Attorney David Douty Colton’s “Italian palace,” an L-shaped, two-story Georgian-style building with a redwood frame, was completed in 1872. With a formal façade featuring marble steps guarded by two stone lions and Corinthian columns flanking the windows, it occupied no less than half a city block and cost around $75,000. Two years later, when construction began on a house for Leland Stanford—then president of the Central Pacific Railroad and former governor of California—a cable car line fought for by Colton ran up California Street, rendering the hill less formidable and the real estate even more valuable. Clad in granite, Stanford’s “Nob Hill castle” had six chimneys, bay windows on all four sides, and front doors made out of solid rosewood and mahogany, framed by triple columns. At 41,000 square feet, with fifty rooms, its cost was estimated between $1 million and $2 million. Stanford and his wife, Jane, commissioned Eadweard Muybridge, the pioneering mid-nineteenth-century photographer, to take pictures of the exterior and the sumptuous furnishings, which included allegorical paintings depicting the continents of the world, a frescoed ceiling, marble statuary, and a salon decorated in trompe l’oeil paintings and embroidery.

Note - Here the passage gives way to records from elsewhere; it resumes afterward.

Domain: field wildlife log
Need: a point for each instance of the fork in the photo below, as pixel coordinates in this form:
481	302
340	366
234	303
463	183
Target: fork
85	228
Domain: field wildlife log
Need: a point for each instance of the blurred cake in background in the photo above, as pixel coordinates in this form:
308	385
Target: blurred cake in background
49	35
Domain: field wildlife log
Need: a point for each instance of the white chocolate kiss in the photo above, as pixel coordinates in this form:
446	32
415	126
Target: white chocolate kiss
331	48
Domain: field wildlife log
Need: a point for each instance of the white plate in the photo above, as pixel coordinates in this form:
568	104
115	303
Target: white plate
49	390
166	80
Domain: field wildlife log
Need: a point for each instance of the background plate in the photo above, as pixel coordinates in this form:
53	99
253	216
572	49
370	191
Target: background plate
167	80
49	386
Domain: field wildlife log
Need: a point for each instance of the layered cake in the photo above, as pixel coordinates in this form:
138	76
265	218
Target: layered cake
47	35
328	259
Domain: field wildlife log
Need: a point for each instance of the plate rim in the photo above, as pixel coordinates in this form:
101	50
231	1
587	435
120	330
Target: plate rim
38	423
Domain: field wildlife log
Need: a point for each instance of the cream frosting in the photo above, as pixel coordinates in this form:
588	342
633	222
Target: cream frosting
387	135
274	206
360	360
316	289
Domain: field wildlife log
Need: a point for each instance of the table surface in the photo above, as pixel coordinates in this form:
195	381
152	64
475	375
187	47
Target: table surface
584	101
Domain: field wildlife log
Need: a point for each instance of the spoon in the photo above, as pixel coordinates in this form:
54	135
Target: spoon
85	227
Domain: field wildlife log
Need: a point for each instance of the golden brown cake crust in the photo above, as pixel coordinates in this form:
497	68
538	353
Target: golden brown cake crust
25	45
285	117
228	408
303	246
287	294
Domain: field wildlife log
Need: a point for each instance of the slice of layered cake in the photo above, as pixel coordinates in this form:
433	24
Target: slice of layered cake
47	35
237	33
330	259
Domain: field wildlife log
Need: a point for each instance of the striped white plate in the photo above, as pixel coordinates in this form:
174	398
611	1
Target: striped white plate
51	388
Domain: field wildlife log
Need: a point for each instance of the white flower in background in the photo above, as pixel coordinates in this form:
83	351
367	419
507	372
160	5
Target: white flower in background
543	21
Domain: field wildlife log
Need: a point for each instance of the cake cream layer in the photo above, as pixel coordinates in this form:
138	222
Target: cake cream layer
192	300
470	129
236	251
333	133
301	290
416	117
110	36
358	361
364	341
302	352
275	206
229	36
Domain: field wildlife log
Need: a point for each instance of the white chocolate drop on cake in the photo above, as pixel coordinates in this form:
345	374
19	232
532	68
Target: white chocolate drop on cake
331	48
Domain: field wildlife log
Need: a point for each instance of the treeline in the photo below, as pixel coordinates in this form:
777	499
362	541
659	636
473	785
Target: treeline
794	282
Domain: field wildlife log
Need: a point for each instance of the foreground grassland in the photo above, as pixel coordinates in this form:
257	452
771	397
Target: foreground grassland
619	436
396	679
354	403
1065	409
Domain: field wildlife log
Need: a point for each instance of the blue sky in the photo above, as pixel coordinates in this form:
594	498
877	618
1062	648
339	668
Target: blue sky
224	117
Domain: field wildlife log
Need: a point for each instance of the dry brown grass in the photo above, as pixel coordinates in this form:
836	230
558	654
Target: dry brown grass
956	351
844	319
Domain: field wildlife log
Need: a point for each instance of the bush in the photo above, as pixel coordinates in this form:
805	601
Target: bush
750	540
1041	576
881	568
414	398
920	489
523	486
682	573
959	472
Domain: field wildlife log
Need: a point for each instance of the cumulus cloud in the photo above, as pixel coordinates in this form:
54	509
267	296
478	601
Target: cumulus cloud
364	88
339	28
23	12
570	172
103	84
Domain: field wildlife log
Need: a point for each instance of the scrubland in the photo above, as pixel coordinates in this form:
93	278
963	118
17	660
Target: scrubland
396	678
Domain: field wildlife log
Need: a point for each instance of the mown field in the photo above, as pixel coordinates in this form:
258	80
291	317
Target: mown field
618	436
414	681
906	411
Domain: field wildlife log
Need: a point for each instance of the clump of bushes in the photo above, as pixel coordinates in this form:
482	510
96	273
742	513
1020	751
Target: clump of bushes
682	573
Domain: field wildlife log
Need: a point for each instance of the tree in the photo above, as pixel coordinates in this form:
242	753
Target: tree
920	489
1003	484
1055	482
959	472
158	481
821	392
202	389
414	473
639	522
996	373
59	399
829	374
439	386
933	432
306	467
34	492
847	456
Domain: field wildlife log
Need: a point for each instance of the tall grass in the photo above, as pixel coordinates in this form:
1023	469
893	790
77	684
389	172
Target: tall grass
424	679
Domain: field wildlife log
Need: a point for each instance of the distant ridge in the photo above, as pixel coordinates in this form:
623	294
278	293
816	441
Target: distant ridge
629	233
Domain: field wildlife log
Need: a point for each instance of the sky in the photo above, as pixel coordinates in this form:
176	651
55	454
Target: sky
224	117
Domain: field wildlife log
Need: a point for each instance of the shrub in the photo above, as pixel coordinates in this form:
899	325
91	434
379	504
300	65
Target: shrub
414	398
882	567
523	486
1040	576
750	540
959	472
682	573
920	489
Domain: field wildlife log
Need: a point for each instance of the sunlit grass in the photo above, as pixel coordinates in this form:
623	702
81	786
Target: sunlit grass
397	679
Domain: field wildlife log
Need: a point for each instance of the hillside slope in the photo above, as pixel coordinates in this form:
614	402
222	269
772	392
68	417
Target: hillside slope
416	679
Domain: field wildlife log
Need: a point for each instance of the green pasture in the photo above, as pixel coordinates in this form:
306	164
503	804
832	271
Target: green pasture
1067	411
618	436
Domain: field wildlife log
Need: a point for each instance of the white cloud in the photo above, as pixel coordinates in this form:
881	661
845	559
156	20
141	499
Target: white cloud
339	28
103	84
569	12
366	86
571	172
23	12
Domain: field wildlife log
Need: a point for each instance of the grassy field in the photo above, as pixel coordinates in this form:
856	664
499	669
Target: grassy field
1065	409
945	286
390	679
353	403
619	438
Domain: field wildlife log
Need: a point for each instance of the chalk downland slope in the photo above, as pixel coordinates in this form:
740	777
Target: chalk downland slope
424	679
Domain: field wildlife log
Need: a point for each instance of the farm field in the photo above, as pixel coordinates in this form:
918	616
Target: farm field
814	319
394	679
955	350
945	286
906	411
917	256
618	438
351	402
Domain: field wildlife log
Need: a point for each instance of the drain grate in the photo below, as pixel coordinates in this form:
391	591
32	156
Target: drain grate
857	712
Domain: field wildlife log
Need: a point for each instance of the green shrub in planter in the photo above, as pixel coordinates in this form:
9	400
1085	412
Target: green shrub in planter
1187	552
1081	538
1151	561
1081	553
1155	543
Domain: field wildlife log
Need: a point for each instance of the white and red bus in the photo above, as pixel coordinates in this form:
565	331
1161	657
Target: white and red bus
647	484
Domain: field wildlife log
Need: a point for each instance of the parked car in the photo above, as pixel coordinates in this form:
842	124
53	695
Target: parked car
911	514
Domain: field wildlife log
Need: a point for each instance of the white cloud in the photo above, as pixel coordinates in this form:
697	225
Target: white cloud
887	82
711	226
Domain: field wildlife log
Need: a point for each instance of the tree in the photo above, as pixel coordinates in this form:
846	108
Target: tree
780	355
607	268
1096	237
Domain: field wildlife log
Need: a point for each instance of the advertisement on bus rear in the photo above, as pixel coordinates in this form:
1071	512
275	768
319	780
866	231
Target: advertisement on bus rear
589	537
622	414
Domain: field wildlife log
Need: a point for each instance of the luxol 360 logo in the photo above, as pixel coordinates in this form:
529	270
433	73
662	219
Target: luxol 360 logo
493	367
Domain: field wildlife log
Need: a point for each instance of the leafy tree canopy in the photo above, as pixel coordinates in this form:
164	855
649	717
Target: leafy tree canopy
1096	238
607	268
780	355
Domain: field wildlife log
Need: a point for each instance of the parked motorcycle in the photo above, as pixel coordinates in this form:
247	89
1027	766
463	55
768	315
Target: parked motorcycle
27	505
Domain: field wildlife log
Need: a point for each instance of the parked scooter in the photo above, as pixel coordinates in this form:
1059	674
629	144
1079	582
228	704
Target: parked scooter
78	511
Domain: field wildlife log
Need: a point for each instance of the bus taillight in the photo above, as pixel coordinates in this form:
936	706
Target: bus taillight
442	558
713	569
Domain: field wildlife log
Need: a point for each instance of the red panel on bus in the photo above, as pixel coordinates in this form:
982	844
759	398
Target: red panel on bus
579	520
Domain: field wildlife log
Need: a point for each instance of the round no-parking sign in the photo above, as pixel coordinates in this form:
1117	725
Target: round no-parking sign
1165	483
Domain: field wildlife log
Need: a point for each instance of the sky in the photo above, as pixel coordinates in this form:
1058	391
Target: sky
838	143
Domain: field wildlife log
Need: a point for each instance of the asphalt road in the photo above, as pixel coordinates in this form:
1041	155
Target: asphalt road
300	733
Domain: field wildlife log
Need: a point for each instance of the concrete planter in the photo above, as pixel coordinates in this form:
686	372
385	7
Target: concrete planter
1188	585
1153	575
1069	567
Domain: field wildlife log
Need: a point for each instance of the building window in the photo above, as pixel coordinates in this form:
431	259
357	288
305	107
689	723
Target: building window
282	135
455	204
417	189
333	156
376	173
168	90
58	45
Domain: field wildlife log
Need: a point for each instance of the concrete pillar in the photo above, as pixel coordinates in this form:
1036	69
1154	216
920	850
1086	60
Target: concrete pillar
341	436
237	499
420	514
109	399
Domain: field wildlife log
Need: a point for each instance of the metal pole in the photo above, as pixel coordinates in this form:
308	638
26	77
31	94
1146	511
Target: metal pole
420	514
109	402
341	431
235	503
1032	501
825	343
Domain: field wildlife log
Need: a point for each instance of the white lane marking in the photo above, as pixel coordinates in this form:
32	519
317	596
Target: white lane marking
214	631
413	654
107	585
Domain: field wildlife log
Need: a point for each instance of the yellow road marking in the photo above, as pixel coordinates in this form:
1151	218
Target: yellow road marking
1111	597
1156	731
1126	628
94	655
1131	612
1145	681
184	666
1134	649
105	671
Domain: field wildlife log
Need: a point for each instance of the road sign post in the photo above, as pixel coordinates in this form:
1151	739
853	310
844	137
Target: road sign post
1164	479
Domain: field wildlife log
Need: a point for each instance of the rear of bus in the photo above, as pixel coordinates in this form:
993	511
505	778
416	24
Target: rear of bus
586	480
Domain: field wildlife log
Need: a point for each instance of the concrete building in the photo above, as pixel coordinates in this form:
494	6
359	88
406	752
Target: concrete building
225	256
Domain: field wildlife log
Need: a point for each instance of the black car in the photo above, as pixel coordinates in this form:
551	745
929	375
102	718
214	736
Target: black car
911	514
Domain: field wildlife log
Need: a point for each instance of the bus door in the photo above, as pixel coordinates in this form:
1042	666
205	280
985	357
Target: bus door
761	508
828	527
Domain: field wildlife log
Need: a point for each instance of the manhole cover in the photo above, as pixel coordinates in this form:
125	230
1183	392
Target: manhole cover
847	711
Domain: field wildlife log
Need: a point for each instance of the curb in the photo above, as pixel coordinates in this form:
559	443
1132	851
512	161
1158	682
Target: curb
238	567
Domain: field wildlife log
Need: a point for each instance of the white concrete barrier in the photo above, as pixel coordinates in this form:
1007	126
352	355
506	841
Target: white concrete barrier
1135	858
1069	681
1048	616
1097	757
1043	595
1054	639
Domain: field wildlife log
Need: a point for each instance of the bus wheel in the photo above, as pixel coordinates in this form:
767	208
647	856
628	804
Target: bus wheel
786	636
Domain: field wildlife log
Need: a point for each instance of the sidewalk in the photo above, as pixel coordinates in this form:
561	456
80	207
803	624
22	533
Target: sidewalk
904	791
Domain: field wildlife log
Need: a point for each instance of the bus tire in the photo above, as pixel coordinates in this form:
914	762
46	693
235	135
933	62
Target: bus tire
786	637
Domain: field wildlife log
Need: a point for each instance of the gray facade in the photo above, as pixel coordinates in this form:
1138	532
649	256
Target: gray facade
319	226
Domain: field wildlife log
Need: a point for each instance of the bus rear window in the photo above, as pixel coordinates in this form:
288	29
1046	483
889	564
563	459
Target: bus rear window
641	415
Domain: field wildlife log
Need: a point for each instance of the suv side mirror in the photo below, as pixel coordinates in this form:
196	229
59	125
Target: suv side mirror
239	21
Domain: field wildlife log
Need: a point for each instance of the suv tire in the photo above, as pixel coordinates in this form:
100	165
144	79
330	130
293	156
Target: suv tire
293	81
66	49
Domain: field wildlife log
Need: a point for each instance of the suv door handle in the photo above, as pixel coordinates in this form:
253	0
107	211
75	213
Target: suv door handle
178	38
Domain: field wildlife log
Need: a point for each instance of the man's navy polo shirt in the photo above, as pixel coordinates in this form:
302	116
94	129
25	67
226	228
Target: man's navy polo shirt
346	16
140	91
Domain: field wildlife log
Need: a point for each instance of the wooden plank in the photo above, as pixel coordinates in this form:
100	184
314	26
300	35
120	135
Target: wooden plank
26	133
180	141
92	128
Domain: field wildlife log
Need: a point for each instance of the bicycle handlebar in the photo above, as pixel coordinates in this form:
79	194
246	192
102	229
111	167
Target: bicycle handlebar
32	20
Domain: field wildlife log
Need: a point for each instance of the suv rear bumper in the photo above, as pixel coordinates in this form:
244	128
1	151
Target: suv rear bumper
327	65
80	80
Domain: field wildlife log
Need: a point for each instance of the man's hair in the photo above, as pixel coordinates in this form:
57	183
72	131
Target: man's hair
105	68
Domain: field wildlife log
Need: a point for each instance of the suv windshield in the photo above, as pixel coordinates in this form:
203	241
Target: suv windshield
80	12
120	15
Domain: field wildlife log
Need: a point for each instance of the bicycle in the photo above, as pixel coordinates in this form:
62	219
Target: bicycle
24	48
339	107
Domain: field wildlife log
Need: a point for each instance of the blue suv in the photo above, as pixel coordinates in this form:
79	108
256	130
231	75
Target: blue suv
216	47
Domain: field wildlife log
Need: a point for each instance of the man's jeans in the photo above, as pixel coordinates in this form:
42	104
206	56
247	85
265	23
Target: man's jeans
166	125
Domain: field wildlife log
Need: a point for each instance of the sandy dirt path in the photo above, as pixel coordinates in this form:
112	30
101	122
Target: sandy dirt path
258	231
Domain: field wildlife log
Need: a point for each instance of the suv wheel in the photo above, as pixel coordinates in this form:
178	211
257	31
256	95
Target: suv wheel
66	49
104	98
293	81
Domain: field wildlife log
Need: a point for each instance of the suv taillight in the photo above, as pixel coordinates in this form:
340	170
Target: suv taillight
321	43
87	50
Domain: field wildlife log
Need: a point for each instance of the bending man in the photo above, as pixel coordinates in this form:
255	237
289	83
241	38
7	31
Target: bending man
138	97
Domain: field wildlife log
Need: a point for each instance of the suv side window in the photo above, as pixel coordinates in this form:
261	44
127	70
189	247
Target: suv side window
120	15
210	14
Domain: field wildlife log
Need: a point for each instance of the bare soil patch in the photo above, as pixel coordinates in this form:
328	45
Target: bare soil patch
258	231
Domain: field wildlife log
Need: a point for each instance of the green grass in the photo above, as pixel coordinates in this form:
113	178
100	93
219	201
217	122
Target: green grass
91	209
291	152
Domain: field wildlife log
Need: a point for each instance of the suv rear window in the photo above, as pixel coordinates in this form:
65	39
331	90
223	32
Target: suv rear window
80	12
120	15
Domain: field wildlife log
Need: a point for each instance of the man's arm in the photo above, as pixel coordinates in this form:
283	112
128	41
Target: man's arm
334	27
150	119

Charles Crocker’s home was the last of Bugbee and Son’s Nob Hill creations, and the most flamboyant. The 25,000-square-foot palazzo was situated at the top of the hill on the site of twelve smaller houses, which Crocker had bought and promptly demolished. The lone holdout was a German undertaker named Nicholas Yung, who demanded $12,000 for his property. Crocker, who would eventually spend around $3.5 million on his mansion, declined to pay. Instead, he built a forty-foot-tall “spite fence” surrounding Yung’s house. In retaliation, Yung
threatened to erect a coffin on his roof, visible above the fence, with a skull and crossbones painted on the side—simultaneously an advertisement for his business and a menacing memento mori. Even after Yung died in 1880, Crocker refused to take down the fence.

The Sundial
, Jackson’s fourth novel, revolves around the Hallorans, a disagreeable family who occupy a mansion at the top of a hill, surrounded by a stone wall. Crocker’s Second Empire-style palace went further: it was enclosed by a wall of solid granite and crowned with a seventy-six-foot tower. A party given there in 1879 was the San Francisco social event of the decade, “an entertainment that will stand without rival possibly for years to come as regards sumptuousness, tastefulness of decorative art and nicety, elaborateness of ornamentation and illumination and prodigality of expenditure,” a local newspaper reported. The menu included two kinds of oysters and nineteenth-century delicacies such as “Terrapine à la Maryland,” “Mignons de Foie Grasse à la Russe,” and “Galantine de Dinde au Suprême.” Mrs. Crocker wore a burgundy velvet dress and an estimated $100,000 worth of diamonds.